Linnea posó la vista en su regazo.

– No pensé que te contaría todo.

Isabelle separó las rodillas y apoyó las manos en ellas.

– Ted y yo siempre pudimos conversar.

Linnea no supo qué decir. Ya no pudo seguir albergando celos.

Con la vista posada en Theodore, en esa pose masculina, Isabelle prosiguió:

– Lo que Ted y yo hicimos juntos no es nada que deba preocuparte. Todavía eres joven y tienes mucho que aprender sobre las necesidades humanas. Sencillamente, tienen que ser satisfechas. Caramba, él nunca me amó… esa palabra no surgió ni una sola vez. -Se respaldó, sacó del bolsillo los útiles para armar cigarrillos y empezó a fiar uno-. Pero es un buen hombre, un maldito buen hombre. No creas que no lo se… o sea, una mujer como yo… vamos… -Dejó que las palabras se perdieran y lanzó un resoplido despectivo, contemplando el cigarrillo mientras sellaba la abertura y lo alisó. Sacó cerillas del bolsillo del delantal, lo encendió con un chasquido de la uña del pulgar y lanzó una nube de humo fragante a la habitación.

Se respaldó, apoyó los pies cruzados sobre el borde del colchón y sopló en silencio, entrecerrando los ojos para protegerlos del humo. Después de un rato, dijo- Eres una mujer muy afortunada, maldita sea.

Linnea la observó: tenía el delantal sucio. Su barriga sobresalía más que la de la propia Linnea. Sostenía el cigarrillo entre pulgar e índice, como un hombre, y balanceaba la silla sobre dos patas.
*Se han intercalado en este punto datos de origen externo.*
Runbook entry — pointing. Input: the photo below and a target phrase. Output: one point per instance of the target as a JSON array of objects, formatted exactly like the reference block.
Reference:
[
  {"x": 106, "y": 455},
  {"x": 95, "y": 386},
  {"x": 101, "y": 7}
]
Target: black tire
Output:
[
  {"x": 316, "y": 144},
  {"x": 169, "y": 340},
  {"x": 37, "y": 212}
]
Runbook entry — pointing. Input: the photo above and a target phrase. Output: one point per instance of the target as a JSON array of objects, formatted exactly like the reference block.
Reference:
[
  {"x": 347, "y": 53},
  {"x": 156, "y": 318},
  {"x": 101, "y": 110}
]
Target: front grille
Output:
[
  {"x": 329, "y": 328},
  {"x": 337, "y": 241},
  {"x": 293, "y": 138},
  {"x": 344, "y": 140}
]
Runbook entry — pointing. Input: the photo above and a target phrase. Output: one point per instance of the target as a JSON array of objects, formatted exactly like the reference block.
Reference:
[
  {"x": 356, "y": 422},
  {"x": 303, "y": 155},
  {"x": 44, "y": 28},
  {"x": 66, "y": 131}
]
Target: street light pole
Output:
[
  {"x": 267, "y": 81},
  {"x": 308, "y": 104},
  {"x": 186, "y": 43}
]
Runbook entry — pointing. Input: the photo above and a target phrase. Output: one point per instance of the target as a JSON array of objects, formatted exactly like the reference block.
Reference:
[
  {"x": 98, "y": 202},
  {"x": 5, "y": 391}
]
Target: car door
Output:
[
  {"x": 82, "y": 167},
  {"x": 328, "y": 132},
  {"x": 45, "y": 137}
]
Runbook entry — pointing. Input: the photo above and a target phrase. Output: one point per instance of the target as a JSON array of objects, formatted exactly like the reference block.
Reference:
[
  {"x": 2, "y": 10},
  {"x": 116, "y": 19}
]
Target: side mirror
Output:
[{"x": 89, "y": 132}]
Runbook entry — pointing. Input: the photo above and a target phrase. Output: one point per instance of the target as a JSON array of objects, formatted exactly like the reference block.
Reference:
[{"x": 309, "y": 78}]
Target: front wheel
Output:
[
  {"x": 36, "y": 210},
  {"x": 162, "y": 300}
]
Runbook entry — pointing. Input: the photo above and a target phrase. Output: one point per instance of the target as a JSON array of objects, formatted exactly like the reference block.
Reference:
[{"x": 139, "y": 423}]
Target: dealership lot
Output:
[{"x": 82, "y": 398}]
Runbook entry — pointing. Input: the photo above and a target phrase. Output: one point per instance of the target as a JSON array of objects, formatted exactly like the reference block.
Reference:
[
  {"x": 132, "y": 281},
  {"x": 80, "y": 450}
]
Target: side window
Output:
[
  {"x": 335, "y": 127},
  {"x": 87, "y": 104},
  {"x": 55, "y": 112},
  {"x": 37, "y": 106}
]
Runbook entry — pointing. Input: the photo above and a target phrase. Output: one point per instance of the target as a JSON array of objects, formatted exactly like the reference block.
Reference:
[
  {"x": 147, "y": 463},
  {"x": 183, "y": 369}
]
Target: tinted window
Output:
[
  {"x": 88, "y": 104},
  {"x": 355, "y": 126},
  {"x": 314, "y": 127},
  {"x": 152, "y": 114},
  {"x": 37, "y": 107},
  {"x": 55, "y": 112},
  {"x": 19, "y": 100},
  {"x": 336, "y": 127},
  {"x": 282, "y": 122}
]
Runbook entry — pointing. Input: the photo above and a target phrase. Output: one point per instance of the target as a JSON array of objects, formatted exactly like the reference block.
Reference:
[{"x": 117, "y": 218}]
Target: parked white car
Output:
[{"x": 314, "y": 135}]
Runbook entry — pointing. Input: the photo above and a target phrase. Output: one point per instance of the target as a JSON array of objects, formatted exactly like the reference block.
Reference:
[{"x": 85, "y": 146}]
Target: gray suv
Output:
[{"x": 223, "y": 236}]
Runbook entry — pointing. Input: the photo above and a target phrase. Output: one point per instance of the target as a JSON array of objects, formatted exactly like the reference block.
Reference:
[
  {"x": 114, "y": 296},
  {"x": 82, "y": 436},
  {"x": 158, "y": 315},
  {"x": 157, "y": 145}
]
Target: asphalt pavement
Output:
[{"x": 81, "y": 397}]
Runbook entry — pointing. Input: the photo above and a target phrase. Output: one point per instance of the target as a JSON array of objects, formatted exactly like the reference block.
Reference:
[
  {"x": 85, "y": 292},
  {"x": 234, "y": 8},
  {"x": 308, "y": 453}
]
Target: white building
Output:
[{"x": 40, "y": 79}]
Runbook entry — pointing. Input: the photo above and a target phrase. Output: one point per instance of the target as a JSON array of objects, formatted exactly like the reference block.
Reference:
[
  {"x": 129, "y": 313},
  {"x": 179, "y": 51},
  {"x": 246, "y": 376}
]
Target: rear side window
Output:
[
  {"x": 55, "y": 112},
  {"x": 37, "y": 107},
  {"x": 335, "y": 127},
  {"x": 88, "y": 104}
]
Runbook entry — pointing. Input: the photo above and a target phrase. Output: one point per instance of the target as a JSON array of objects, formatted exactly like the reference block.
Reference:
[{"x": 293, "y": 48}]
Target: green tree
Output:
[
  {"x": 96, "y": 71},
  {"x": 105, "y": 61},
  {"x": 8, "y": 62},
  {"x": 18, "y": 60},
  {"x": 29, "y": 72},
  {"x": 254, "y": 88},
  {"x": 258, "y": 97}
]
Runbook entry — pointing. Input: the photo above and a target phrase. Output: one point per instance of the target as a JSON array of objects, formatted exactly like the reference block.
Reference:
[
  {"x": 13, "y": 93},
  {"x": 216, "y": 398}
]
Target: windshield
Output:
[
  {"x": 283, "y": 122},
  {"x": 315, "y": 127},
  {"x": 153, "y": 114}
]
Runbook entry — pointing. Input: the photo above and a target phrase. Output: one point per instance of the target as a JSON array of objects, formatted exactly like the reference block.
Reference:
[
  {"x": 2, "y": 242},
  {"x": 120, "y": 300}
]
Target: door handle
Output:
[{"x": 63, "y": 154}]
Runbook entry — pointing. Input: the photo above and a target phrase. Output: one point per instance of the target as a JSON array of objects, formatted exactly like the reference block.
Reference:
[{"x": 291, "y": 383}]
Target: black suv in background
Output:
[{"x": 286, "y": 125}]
Pero creyó detectar el brillo de una única lágrima en la comisura del ojo.

En un impulso, extendió una mano y la apoyó sobre el brazo de Isabelle.

La pelirroja miró la mano, se sorbió de nuevo, sujetó el cigarrillo entre los dientes, le dio dos palmadas en la mano y luego tomó otra vez el cigarrillo.

– Volverás el año próximo, ¿verdad? -le preguntó la joven.

– Maldita sea si no. Me moriré de impaciencia por echar un vistazo al pequeño de Ted.

Al séptimo día, supieron que Theodore viviría.

26

Los más viejos, los más débiles, los más jóvenes. La gripe española elegía sus presas primero entre estos y de la familia Westgaard arrebató uno de cada uno. De los más viejos, se llevó a Nissa. De los más débiles, a Tony. Y de los más jóvenes, a Roseanne. Nissa murió sin saber que su nieta también había enfermado.

Era una enfermedad veleidosa, que asolaba indiscriminadamente un hogar tras otro en la pradera de Dakota mientras dejaba a algunos intactos.

No encontraban una pauta que indicase a quién se llevaba y a quién dejaba. Ese mismo carácter impredecible la hacía más mortal. Pero como si la Providencia deparase algo mejor a Theodore y a Linnea Westgaard, Theodore salió de la enfermedad sin una secuela más grave que la pérdida de unos cuatro kilos y a Linnea la dejó intacta.